The survey's co-author Hugh Pavletich attributes this to a lack of affordable land on city fringes.
He says it is particularly bad in his home town of Christchurch, where cheap land should have been freed up immediately after the September 2010 earthquake.
It's particularly sad here in Christchurch where people are suffering real hardship and trying to readjust their lives and get back on their feet and the government is jut being, quite frankly, callous in ignoring the plight of these people, he says.
Housing minister Phil Heatley says costs of housing could be brought down if councils made cheap land available on city fringes for new suburbs and ensured land could be redeveloped, including through increased housing density.
However, Local Government New Zealand president Lawrence Yule says it is not as simple as just providing more land and other factors such as the cost of materials and construction have also contributed to the increase in housing prices.

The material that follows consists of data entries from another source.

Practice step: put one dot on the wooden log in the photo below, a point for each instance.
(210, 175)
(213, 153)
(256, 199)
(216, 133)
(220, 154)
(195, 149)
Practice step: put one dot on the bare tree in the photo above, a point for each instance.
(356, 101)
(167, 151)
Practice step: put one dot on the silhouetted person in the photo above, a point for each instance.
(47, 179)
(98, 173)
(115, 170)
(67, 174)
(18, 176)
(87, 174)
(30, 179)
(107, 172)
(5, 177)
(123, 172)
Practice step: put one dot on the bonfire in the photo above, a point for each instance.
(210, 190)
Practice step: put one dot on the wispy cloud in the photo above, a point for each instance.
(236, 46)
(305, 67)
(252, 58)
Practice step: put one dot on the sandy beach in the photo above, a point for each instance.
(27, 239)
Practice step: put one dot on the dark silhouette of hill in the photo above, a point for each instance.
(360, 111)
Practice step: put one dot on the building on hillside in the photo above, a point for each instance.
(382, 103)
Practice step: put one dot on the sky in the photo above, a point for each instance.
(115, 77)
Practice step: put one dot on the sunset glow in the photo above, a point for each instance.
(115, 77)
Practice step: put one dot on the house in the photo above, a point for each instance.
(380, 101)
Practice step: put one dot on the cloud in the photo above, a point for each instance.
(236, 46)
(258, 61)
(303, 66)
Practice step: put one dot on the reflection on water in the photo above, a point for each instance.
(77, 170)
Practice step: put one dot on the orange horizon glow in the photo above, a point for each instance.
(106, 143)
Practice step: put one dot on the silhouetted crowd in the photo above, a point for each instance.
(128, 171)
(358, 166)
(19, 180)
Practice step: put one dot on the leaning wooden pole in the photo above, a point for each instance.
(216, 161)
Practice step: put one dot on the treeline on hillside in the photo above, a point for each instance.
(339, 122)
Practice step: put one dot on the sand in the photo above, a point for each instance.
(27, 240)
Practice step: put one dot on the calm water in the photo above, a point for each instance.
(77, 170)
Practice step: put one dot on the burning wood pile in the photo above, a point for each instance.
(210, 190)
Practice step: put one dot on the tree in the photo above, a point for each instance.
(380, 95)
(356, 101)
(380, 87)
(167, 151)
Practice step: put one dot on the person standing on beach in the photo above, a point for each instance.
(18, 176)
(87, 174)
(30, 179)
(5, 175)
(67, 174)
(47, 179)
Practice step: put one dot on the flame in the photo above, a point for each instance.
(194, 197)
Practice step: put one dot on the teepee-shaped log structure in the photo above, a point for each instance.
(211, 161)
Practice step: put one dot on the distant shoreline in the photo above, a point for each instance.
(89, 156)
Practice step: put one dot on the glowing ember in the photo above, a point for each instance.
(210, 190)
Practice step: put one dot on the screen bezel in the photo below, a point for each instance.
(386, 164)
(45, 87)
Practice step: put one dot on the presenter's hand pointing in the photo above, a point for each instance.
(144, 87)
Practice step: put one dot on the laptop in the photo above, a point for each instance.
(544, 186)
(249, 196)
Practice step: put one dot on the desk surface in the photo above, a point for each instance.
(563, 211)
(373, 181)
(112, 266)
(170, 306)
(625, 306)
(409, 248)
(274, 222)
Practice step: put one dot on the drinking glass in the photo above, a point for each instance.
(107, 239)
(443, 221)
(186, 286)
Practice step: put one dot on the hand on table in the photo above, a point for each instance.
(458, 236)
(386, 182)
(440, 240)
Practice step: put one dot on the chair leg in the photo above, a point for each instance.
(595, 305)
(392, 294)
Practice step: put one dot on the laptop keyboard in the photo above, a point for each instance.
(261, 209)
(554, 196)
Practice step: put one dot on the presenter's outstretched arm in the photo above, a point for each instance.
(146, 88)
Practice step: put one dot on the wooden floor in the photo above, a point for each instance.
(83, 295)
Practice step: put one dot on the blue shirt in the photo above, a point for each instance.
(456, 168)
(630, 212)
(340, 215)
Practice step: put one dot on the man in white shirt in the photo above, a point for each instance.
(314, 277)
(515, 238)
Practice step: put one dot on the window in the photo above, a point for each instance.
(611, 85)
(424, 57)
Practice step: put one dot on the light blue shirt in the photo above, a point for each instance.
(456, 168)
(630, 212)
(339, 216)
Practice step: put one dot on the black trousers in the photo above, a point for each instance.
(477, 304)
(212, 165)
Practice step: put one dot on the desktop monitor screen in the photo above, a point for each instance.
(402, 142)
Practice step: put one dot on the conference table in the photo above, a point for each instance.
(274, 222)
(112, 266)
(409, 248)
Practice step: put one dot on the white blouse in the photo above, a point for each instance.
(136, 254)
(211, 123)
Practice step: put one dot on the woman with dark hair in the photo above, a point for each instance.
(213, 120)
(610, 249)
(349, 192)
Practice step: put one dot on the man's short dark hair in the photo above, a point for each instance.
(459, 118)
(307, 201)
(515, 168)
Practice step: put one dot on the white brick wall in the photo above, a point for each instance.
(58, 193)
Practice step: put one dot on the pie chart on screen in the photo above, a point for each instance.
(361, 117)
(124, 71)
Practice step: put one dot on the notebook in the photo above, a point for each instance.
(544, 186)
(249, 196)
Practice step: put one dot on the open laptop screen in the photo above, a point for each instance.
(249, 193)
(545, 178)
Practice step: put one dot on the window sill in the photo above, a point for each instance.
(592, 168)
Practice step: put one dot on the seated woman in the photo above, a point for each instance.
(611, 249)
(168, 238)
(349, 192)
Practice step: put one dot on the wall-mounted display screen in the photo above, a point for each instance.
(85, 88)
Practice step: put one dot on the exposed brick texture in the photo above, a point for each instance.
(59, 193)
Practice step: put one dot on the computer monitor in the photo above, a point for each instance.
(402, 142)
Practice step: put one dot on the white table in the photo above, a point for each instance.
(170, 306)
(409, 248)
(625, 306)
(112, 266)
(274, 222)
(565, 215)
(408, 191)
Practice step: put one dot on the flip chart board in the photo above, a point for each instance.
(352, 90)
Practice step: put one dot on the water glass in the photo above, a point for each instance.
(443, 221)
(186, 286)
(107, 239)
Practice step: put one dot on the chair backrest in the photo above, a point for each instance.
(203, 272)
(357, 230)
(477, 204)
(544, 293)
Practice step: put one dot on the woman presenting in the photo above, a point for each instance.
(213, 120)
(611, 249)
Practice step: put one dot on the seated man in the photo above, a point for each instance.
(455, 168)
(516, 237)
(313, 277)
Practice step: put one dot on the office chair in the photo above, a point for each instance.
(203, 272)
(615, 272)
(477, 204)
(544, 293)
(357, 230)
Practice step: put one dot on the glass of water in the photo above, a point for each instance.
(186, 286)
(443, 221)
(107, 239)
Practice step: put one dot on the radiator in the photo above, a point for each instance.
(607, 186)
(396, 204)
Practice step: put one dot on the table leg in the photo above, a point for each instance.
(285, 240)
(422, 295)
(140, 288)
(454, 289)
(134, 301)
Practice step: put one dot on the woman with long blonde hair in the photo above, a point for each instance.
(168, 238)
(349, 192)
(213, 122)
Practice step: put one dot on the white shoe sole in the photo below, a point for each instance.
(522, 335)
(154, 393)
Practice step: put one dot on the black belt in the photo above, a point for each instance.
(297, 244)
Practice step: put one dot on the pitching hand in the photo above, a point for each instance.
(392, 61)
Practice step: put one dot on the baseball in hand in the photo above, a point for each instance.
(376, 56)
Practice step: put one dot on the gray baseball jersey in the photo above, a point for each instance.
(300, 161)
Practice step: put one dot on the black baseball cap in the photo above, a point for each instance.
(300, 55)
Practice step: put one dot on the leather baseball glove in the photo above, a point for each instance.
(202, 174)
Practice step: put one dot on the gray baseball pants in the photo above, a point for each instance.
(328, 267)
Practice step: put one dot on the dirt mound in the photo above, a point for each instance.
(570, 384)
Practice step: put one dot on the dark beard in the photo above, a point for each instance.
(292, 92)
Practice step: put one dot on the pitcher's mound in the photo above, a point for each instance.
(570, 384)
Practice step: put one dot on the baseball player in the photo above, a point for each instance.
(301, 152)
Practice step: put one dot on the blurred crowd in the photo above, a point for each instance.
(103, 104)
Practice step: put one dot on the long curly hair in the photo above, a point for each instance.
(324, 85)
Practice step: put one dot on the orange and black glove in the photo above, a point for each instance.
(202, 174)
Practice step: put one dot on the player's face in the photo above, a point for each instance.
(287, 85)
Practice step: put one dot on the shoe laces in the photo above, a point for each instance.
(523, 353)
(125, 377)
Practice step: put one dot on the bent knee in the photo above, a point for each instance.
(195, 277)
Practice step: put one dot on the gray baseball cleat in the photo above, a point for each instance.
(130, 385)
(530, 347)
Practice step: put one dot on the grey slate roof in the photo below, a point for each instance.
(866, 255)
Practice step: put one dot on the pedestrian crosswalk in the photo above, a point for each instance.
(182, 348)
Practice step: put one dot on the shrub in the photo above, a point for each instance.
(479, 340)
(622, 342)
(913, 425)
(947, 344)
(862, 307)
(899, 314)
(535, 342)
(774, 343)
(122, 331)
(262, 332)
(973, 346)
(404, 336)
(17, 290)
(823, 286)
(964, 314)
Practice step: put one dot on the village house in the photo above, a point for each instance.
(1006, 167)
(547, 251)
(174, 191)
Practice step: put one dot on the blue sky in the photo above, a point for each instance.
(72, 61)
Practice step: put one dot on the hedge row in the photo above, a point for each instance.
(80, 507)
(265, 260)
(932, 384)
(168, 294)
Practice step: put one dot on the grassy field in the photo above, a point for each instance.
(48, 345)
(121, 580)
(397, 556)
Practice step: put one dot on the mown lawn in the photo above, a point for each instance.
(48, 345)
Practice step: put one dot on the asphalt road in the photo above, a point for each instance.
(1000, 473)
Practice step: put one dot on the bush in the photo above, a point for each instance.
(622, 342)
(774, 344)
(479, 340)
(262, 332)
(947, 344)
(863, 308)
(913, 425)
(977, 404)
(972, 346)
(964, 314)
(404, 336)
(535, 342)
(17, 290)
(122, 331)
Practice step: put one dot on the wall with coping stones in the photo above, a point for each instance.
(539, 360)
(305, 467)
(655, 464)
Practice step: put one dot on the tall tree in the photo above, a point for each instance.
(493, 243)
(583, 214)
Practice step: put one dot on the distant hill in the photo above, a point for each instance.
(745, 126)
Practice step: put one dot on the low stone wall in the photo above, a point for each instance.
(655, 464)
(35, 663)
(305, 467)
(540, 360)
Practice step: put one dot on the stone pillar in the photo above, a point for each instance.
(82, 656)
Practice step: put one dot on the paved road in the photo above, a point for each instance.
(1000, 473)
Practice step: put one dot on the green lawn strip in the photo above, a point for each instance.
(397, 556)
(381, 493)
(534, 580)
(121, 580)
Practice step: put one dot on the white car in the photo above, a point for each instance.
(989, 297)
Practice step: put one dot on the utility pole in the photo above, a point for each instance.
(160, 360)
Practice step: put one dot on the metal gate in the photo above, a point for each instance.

The Demographia survey covers 325 metropolitan centres in Australia, Britain, Canada, Hong Kong, Ireland, New Zealand, and the United States. All prices are listed in the domestic currency.
Auckland ranks as the 26th least affordable at $NZ464,000, with the average income only $NZ72,000.
In addition to Auckland and Christchurch, other New Zealand cities high on the list are Tauranga, Dunedin and Wellington.
They beat cities like Montreal in Canada, Canberra and Seattle, USA.
Hong Kong, Vancouver and Sydney are the top three least affordable cities, with homes there costing between nine and 12 times' average incomes.
The cheapest place to buy is in Saginaw, Michigan, USA, with the average house there costing $US56,000.